Osmar E. White was a journalist, war correspondent and radio and television scriptwriter; he also wrote novels for children and adults. White moved with his parents to Australia when he was five and his teenage years were spent in Katoomba. White's journalistic career began as a 'stringer' for the Wagga Wagga Advertiser and a contributor to the Sydney Daily Telegraph while he studied at Sydney University. From 1928 to 1933, he worked as a freelance writer in South East Asia, New Guinea, the South Pacific and tropical Australia . By 1934 he was working as chief reporter for the Taranaki Daily News and in 1937 became editor of New Zealand's Radio Record where he wrote copiously under several noms-de-plume including Maros Gray, E. M. Dorkin, O. E. W. and Edison Watt. In 1938 he returned to Sydney with his New Zealand-born wife, Mollie Allan, and joined the Daily Telegraph but soon moved to the Herald & Weekly Times in Melbourne.

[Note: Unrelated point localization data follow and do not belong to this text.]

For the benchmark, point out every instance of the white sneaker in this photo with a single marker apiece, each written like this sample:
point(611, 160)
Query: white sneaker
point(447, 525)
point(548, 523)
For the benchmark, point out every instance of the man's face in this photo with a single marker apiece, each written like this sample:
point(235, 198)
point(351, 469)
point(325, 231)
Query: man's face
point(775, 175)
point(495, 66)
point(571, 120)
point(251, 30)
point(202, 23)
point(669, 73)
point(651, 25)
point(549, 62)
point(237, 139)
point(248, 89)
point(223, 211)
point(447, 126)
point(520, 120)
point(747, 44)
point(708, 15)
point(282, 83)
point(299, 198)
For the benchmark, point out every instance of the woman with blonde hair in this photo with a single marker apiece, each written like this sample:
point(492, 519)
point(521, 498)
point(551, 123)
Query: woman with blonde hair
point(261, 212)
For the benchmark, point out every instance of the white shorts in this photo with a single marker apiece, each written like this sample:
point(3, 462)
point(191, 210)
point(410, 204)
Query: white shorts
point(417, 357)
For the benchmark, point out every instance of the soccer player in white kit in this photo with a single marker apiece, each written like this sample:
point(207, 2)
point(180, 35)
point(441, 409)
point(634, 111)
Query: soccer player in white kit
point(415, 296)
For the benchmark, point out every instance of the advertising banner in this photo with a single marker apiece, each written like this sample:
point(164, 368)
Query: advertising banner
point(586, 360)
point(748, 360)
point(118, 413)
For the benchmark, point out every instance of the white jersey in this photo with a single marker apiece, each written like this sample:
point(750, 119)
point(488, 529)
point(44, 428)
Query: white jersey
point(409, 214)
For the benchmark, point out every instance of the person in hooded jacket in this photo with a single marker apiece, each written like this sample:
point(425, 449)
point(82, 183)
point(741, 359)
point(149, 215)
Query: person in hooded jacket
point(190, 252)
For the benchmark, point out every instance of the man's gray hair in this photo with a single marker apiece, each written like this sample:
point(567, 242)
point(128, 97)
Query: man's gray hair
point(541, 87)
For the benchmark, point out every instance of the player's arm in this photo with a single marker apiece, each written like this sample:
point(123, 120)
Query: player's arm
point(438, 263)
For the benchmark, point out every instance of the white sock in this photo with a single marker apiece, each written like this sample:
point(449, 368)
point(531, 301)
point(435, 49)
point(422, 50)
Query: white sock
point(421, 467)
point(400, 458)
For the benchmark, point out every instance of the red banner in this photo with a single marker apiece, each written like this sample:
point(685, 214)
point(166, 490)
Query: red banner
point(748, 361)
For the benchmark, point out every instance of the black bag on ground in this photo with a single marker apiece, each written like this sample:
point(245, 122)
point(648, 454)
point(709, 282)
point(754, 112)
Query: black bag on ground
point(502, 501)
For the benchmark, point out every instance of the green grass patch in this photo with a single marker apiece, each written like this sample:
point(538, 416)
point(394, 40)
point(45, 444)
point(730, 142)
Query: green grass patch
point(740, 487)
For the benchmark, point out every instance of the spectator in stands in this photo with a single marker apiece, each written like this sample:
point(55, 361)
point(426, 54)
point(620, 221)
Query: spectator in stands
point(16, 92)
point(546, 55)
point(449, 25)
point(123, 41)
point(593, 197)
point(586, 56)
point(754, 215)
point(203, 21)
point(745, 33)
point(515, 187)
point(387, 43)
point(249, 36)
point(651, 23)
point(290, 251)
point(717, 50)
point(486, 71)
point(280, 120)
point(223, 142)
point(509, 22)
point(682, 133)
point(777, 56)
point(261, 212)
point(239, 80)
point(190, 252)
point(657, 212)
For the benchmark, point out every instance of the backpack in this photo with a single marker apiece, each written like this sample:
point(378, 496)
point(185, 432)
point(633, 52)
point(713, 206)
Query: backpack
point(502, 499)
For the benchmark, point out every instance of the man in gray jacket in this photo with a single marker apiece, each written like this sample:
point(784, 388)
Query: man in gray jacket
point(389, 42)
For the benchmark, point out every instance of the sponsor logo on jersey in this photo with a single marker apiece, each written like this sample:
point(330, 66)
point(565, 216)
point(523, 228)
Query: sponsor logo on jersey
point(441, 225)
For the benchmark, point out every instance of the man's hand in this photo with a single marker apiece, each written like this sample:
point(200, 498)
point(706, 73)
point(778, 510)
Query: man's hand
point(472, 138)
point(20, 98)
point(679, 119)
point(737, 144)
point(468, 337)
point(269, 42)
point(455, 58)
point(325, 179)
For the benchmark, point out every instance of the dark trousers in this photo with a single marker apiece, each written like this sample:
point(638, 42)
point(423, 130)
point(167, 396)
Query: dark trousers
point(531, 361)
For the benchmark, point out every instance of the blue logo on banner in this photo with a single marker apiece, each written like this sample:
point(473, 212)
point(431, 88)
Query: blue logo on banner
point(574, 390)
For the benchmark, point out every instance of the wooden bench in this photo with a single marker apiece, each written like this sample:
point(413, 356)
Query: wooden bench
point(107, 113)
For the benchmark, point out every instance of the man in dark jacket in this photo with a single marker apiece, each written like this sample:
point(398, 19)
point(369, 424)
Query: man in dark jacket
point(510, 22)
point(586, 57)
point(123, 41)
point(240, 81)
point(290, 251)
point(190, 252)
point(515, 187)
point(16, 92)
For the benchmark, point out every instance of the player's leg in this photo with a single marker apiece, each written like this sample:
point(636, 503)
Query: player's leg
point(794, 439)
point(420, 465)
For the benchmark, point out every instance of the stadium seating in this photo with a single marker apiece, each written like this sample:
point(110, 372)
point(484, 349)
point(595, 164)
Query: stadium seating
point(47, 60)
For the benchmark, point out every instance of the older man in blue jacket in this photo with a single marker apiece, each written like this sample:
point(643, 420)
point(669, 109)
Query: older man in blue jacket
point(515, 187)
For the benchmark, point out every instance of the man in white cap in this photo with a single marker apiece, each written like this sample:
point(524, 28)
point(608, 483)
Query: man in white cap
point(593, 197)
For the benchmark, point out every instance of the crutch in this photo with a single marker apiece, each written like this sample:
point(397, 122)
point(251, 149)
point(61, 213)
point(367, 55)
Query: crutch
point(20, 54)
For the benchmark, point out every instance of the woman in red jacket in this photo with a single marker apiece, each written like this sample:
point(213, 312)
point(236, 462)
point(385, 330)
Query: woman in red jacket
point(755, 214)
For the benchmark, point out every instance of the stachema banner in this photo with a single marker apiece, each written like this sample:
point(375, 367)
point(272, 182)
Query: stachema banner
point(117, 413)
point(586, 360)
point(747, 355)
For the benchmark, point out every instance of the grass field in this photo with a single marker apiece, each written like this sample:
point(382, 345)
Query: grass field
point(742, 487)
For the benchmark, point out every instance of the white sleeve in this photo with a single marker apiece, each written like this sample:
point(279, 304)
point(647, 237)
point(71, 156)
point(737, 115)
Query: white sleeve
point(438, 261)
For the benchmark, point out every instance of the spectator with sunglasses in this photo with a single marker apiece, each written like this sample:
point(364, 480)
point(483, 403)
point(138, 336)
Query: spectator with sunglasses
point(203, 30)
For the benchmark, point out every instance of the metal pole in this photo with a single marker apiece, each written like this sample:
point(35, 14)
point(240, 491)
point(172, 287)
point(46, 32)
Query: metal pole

One of the first journalists accredited as a war correspondent by the Australian government in 1941, White covered the New Guinea campaigns, including Kokoda. While accredited to the United States fleet, he reported various naval battles before being wounded at Rendova Island. He wrote Green Armour while convalescing and before being posted to Europe where he was attached to the U.S. Third Army. He covered the liberation of Buchenwald, Dachau and Belsen concentration camps and the first Nuremberg Trials. He was the only Australian correspondent present at the signing of the German surrender at Rheims. Back in Australia, he worked for the Melbourne Herald as a feature writer and roving correspondent in the Pacific and South East Asia although he specialised in Papua New Guinea. He was the Australian press representative with the Australian Antarctic summer expedition during the International Geophysical Year in 1956-1957 and in 1960 was seconded to the Department of External Affairs as an independent assessor of Australian aid under the Colombo Plan. In 1963, he retired from newspaper journalism to concentrate on his other writing.
After publishing his first short story when he was seventeen, White went on to publish several hundred short stories and feature articles in Australian, British and American magazines - including the Saturday Evening Post, Colliers, The Strand Magazine, the Bulletin and the Australian Journal. Many stories drew on his travel experience and on his hobby of mountaineering. He climbed extensively in the Blue Mountains with Eleanor Dark (q.v.), her husband Eric - who was the Whites' family doctor - and writers Frank Walford and Eric Lowe (qq.v.).
His first novel, Beyond Ceram, published in England in 1931 [untraced], was set in South East Asia, a region he was to report widely during the 1940s and 1950s. He wrote numerous radio and television scripts for Crawford Productions, including Awake the Murdered, D24, Kiap O'Kane, Homicide and Consider Your Verdict. His one-off television drama, Manhaul, was set in Antarctica. His novels include Encounter at Kharmel (writing as Robert Dentry) and Silent Reach as well as three children's books. His non-fiction works ranged from guide books to pictorial books on Australia, memoirs, history and political commentary. (Compiled from information supplied by the author's daughter Sally White.)